A dynamic rheological method was used to follow transitions occurring during heating and cooling of starch–lipid gels that were prepared separately from the rheological measurement. A decrease in storage modulus (G′) and a simultaneous increase in phase shift (δ) were interpreted as due to a transition of the amylose–lipid complex. During cooling an increase in G′ and a decrease in δ were observed. The temperature of this transition (Tm) was found to depend on the type of starch, chain length of complexing ligand, polar head group of the ligand, and salt concentration for ionic ligands. For a hydroxypropylated potato starch lower Tm values were observed than for the native potato starch.
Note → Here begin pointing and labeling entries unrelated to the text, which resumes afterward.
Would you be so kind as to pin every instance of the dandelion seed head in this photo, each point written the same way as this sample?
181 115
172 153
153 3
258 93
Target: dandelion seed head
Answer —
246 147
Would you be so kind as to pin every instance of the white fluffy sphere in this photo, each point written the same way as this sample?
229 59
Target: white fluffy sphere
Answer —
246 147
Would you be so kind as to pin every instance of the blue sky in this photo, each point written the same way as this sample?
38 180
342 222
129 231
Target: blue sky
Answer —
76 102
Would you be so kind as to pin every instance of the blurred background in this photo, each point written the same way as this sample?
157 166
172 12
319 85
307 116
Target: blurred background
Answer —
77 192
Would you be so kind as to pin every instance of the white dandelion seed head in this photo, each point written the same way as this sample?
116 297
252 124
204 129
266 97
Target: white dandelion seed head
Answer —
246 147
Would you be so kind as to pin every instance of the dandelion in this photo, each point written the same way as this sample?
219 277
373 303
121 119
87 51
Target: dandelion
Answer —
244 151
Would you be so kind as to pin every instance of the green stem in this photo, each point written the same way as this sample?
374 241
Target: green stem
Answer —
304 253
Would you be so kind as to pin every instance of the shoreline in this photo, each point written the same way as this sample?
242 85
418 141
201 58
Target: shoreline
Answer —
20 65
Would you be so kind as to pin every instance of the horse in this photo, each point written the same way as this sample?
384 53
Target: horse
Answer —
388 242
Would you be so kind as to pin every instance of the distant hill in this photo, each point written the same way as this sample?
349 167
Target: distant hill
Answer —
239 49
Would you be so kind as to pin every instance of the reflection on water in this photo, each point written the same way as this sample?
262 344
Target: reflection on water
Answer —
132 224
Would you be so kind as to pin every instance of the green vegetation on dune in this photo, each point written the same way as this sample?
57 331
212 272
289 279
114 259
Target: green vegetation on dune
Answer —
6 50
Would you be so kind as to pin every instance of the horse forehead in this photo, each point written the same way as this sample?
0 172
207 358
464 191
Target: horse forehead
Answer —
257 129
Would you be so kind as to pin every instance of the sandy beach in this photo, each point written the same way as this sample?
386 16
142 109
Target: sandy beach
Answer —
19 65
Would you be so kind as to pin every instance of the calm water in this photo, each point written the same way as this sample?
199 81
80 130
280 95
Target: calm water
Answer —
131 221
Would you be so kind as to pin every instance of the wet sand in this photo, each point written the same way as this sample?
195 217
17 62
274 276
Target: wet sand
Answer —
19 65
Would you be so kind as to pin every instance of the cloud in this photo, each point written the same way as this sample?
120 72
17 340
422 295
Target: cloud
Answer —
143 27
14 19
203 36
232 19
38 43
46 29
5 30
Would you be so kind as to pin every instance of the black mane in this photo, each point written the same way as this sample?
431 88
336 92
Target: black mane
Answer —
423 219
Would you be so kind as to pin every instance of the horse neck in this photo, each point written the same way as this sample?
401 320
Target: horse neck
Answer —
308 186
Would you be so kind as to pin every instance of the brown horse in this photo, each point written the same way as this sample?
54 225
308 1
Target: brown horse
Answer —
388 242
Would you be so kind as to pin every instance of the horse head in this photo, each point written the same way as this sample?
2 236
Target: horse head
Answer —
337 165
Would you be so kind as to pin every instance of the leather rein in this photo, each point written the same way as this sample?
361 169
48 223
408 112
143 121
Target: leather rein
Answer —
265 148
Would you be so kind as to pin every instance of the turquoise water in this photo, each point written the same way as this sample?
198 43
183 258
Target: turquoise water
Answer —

Surfactants with longer hydrocarbon chains gave higher Tm values. The polar head influenced the stability so that it increased in the following order: cationic<anionic<nonionic. For the charged ligands Tm increased with the concentration of NaCl. This was explained as due to a generic electrostatic effect of ions on the helix–coil transformation. Not only the transition of the amylose–lipid complex was affected as described. Also the rheological properties of the starch–lipid gel at room temperature were possible to change depending on the ligand used. By combining the proper starch and surfactant/emulsifier it was thus possible to obtain very strong and elastic gels (i.e., high G′ and low δ values) or very weak and viscous gels (i.e., low G′ and high δ values).